Renee Meiller
Manos Mavrikakis (left) and Nicholas Abbott have found that liquid crystals used in smart screens can react to chemicals in the atmosphere.
Imagine an app on your phone that can sense whether there is carbon monoxide in a room. If the display doesn’t change, you’re safe. But if the screen changes, “maybe it’s time to get out of the room,” says Manos Mavrikakis.
Mavrikakis is a chemical engineering professor at the UW-Madison who has co-developed a new way of detecting potentially dangerous chemicals using liquid crystals, the same material used in a smartphone touchscreen.
A chemical sensor is “a device that will create some sort of measurable, microscopic, perceivable output in response to the presence of a targeted chemical,” says Nicholas Abbott, the second half of the team. “It could be to provide an alarm to somebody if they’re wearing it.”
The sensors they’re creating are cheaper than what is typical today, largely due to the materials they’re using.
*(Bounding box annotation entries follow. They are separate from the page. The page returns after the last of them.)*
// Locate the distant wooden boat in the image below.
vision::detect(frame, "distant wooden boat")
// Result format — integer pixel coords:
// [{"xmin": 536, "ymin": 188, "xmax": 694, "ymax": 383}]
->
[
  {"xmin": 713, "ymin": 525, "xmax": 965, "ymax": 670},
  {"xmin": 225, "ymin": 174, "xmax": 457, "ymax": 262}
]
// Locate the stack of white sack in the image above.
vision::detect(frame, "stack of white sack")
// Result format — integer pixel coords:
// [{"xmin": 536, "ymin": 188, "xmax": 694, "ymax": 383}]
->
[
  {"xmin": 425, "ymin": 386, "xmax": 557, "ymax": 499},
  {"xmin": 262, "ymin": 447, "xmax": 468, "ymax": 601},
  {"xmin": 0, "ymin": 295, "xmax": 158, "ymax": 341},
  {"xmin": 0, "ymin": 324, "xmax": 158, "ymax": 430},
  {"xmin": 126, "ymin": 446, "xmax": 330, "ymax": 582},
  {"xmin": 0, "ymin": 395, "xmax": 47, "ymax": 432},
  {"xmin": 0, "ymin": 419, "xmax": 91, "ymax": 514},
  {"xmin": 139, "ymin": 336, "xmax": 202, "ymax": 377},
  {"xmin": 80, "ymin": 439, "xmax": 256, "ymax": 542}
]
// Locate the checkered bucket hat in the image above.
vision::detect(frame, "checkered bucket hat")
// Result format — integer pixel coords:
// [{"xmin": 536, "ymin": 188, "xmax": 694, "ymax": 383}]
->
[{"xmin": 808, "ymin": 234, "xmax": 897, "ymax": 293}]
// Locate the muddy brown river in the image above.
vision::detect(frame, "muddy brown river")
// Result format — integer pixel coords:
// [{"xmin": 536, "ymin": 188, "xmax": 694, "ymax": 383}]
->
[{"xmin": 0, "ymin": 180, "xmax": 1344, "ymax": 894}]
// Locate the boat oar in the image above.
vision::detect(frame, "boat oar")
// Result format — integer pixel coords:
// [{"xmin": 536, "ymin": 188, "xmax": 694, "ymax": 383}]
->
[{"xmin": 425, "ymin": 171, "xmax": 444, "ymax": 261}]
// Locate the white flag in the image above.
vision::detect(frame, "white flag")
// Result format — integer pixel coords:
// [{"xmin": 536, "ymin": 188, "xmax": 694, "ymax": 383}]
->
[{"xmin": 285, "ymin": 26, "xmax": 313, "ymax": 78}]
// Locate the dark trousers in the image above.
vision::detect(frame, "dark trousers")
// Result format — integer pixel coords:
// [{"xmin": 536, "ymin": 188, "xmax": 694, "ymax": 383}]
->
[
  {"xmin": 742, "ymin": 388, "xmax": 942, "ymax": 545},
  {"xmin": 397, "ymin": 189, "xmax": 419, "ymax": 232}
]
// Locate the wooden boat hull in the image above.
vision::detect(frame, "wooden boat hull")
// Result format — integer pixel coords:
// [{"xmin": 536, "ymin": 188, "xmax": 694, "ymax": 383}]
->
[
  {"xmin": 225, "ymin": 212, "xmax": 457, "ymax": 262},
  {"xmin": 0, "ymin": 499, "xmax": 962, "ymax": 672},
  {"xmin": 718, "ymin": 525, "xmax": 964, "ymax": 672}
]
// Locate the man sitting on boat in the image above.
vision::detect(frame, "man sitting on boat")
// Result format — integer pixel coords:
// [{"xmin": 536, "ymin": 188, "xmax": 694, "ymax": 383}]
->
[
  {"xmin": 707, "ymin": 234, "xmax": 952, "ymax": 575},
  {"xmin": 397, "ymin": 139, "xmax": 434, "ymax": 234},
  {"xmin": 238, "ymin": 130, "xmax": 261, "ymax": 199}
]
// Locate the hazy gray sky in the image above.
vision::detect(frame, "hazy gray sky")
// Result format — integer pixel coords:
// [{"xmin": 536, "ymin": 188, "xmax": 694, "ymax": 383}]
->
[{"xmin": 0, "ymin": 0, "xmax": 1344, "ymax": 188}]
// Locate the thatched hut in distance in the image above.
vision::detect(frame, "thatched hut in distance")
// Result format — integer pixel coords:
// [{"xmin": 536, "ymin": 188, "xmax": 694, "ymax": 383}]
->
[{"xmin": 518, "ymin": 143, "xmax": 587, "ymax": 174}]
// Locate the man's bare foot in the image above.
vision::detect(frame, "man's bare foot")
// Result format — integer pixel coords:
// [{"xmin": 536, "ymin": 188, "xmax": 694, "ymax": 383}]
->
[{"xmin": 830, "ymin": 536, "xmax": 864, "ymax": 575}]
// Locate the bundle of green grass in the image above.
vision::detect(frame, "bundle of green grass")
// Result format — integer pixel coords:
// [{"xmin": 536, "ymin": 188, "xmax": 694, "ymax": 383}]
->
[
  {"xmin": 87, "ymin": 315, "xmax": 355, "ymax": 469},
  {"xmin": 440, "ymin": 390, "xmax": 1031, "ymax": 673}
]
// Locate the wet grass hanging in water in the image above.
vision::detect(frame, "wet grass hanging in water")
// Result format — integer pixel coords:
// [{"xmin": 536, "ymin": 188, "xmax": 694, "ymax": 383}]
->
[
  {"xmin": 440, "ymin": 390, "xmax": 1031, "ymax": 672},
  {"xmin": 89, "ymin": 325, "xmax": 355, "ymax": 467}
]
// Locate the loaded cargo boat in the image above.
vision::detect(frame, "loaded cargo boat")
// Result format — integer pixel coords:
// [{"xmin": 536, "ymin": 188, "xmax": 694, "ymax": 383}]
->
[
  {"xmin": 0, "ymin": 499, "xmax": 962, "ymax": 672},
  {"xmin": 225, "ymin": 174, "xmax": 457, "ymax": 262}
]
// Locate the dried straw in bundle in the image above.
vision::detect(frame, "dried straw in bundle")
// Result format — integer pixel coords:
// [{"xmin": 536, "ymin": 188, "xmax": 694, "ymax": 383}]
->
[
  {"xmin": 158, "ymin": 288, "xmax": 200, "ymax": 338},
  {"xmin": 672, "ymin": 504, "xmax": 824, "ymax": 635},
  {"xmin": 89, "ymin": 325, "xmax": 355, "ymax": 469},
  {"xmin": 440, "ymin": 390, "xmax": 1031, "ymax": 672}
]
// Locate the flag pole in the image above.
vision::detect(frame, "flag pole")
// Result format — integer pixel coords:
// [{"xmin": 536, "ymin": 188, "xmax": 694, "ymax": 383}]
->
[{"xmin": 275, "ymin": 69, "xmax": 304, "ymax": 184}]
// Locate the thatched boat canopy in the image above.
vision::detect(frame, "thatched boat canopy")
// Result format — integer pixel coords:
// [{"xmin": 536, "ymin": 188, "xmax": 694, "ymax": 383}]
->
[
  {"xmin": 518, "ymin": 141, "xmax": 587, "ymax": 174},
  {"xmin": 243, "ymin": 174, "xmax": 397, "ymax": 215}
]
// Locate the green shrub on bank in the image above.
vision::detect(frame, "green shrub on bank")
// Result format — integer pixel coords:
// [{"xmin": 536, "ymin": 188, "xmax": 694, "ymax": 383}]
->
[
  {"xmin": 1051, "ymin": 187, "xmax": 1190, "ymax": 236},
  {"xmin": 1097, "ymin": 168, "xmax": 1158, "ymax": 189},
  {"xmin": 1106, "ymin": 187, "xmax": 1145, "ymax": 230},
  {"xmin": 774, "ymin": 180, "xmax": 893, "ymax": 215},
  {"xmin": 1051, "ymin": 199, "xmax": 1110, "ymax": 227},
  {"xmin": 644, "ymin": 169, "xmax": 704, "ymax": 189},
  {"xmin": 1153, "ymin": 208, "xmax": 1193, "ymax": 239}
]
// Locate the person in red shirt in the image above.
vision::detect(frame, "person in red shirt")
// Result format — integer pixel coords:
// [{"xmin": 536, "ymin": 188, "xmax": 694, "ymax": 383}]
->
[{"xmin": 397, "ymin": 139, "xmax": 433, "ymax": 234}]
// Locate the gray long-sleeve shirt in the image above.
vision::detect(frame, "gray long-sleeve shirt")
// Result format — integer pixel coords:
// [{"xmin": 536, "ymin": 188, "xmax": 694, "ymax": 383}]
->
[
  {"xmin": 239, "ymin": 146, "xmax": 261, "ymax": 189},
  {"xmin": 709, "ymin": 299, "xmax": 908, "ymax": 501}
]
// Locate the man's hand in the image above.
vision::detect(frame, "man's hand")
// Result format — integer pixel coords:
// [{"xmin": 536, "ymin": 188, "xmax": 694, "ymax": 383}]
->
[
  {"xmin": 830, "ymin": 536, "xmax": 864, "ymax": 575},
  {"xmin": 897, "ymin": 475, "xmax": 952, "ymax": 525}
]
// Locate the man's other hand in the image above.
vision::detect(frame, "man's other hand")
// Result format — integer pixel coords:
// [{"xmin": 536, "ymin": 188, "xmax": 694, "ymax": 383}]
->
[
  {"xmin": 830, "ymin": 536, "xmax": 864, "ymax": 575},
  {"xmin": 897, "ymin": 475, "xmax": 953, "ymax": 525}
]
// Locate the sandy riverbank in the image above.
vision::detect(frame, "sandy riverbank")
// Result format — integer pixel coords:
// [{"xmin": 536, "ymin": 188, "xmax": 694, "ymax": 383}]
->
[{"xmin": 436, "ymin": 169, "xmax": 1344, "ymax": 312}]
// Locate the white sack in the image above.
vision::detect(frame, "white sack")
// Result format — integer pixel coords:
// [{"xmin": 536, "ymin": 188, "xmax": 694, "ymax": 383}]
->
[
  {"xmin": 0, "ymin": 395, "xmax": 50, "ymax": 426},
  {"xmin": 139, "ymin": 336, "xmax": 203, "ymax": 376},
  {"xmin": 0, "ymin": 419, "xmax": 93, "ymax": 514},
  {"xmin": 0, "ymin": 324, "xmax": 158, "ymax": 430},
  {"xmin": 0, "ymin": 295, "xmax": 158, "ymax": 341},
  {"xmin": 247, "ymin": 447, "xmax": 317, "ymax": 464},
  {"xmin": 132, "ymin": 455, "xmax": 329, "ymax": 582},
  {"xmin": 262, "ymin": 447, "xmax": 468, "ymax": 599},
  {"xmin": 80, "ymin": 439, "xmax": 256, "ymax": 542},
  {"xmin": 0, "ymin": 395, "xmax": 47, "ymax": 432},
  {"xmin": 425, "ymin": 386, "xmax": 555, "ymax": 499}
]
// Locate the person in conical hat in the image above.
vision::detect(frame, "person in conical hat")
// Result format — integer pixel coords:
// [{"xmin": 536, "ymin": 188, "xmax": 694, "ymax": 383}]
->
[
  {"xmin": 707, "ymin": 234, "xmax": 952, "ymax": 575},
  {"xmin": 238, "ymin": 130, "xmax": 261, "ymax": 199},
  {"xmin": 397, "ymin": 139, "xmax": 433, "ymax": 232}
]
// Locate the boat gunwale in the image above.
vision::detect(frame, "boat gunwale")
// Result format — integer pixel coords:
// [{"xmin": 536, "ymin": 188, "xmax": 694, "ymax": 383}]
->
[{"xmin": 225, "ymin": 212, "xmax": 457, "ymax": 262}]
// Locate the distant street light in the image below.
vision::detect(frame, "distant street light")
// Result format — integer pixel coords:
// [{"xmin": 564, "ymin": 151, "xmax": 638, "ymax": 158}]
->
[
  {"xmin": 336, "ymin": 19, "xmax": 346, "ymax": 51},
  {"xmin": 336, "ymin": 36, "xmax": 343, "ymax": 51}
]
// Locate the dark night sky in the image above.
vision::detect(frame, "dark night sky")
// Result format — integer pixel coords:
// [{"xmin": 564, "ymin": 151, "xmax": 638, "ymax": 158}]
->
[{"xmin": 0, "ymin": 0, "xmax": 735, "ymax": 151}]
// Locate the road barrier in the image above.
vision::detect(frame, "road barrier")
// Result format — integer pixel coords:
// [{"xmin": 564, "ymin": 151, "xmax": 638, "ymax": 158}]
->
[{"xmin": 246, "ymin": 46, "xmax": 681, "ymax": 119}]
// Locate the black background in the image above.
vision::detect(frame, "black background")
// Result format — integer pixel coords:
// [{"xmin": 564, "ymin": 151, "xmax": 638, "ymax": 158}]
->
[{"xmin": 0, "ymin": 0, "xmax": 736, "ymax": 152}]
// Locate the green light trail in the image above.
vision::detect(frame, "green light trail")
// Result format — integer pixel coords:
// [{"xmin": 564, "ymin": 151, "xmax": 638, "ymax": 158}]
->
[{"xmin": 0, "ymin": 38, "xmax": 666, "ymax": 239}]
“We’ve done that by creating surfaces that drive the liquid crystal to change orientation when particular chemical species bind to the surface,” says Abbott, an Australian native who has been with the university since 1998. “What makes our system cheap is it’s a material that undergoes a change in optical appearance upon binding of chemicals to a surface, so the cost of the components is very low.”
Mavrikakis, who has been employed at the UW since 1999, has developed a computer program that determines the best components used to detect a specific chemical.
“We quickly screen on the computer which would be the ideal surface — the ideal liquid crystal — for a given chemical you’d like to detect as opposed to running all sorts of experiments pretty much in the dark,” he says. “So in addition to developing technologies that are cheaper than the alternatives, we are making the process of discovering those new technologies cheaper than it used to be.”
Abbott says that with Mavrikakis’ program, they can now “expand the range of things that we can detect using liquid crystals.”
People who work in hospital or factory settings are often exposed to chemicals for which the long-term effects are not known. The team says using their device could provide some research benefits in this regard. It could also, for example, be used to measure the freshness of meat.
“To be able to assess those risks, you have to have measurement tools, and those measurement tools don’t exist at the moment,” Abbott says.
They hope to create small, lightweight, badge-type devices that people can wear in a work setting, or even sensors light enough for unmanned aerial vehicles.
“Coming up with lightweight sensors that don’t intrude on somebody’s work — that’s the sort of thing we want to realize,” Abbott says.
“There are so many chemicals that you want to analyze in everyday life or in professional activities — in chemical plants or hospitals or you name it — and you need to detect small quantities of these chemicals,” says Mavrikakis.
Mavrikakis says this is an example of research done at the university that has practical value and can improve the quality of life. “It’s not pie in the sky, but something very relevant.”